Still thinking of this she turned from the letters to the printed matter. There were a couple of battered, out-of-date New York newspapers, weary with their long traveling, and the deadly little Bayonne paper, with its high-flown, pious articles, and its nasty hints at scandals. She stood leaning against the table, looking down scornfully at it, till her eye caught a name, and her face changed.
Mme. Garnier's son back from his two year stay in New York, where he had been studying American business methods....
Flora Allen looked up quickly at her pretty blonde smiling reflection in the mirror, turning her head to get the three-quarter view which was her favorite. So he was back, was he? So he was back. His dear mama must have decided that he was now old enough to protect himself from golden-haired American ladies. So he was coming back to perch on the front edge of his chair and look volumes out of those great soft eyes of his that were so shy and yet could be so expressive. He was coming back to be so nervous and moved that his shaking fingers could not hold his tea-cup, and yet so persistent that he came week after week whenever she was at home to visitors; so timid that he hadn't a word to say for himself but so bold that he often spent the entire evening, romantically sitting on the bench across the way, staring up at her windows.
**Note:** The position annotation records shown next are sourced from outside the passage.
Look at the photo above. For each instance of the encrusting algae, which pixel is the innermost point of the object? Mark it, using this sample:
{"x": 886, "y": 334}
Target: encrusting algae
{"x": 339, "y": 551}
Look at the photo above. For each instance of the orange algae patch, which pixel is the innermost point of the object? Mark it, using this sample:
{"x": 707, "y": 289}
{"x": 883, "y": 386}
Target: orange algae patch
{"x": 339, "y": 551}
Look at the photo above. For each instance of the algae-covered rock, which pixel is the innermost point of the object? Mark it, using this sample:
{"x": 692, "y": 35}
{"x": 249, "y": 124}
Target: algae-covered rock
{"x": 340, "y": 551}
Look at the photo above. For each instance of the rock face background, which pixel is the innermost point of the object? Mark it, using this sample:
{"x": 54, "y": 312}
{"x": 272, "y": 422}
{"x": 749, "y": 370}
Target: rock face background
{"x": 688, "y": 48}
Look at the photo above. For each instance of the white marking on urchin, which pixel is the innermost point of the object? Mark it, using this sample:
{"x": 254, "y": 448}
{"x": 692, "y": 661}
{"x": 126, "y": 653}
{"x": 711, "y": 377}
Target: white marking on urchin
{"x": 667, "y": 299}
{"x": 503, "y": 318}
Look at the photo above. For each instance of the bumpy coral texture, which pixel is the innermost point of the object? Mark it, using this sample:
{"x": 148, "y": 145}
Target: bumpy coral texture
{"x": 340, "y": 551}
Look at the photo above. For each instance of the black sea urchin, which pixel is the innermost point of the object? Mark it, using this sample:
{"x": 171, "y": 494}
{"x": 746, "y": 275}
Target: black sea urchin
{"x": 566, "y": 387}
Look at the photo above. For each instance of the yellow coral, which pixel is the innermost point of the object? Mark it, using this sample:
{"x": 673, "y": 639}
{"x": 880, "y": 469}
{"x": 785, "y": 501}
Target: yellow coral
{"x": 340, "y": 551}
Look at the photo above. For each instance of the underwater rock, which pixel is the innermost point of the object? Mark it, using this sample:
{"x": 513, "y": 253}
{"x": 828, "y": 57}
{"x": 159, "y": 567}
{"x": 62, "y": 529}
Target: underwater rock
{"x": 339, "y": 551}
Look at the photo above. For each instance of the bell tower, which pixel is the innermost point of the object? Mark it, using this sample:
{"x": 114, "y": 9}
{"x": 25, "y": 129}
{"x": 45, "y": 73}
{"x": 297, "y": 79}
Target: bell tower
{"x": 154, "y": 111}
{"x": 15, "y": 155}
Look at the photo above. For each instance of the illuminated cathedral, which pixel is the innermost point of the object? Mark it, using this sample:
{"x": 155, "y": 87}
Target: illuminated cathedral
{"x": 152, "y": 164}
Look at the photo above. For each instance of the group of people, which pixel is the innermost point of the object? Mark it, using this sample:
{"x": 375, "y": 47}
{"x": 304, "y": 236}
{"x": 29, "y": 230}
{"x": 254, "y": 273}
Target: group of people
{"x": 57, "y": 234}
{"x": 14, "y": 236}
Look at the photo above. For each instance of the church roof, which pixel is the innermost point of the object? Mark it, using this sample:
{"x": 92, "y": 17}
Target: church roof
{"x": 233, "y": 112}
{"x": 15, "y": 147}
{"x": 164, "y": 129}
He was coming back after his exile in America, was he? And two years older. Well, we would see what we would see. And in the meantime Father Elie could wait.
She had a singular little smile on her lips, as she turned from this item to a card from Horace, saying that business would keep him longer in Bordeaux than he had thought and he would not be back till a week from Saturday. She tossed this card with the letters on the table, and began to turn over the canary-colored books scattered on her desk. No, the volume was not there. She must have put it back long ago in the book-case. She ran her finger along the titles on a shelf near her, found it, pulled it out. With it in her hand she sank down on the chaise-longue. But before she began to read, she sat for a moment, her lips curved, remembering what was in it, and remembering how more than two years ago she had looked up from it to see Jean-Pierre Garnier for the first time. Yes....
She opened the book, fluttered the pages, read a little here and there; and then, as if slowly drawn by an undertow, sank into the book, with a long breath.
After a time Jeanne let herself in, stood for an instant in the door, despising her mistress, and passed on to Marise's room. But the novel-reader heard nothing, drowned deep in the book, reading very slowly, her eyes dwelling long on every word. "... I wakened, thinking I heard my name called, slipped out of bed and went to the window. The moon poured liquid silver upon the garden, and there in the midst of it stood Urbain, slim and young as a lady's page, his soft eyes glittering like jewels. With a bound he leaped up towards me, and found a foot-hold on the rough stones of the old wall, so that he stood beside me with only the low window-sill between us. He took my hand in his. He was trembling like a leaf. He looked at me imploringly."
"'Go! Go! Urbain!' I whispered, trying to steel my heart against his youth and ardor, 'Go, I am like an old woman to thee, a mere child.' His answer was to put one trembling arm around my bare shoulders and gently lay his velvet cheek upon my breast. I felt myself melting, melting in a delicious languor. After all, why not? Where would the dear boy find a more devoted and delicate initiation into life.... Think into whose hands he might fall if I repulsed him!
"He raised his face adoringly to mine, drew me down to his lips ... his young, firm lips ... sweet as the petals of a rose ... perfumed with youth. I closed my eyes...."
The only break in the intense immobility of the reader was that occasionally she moistened her lips with her tongue, and once in a while she drew a long, sighing breath.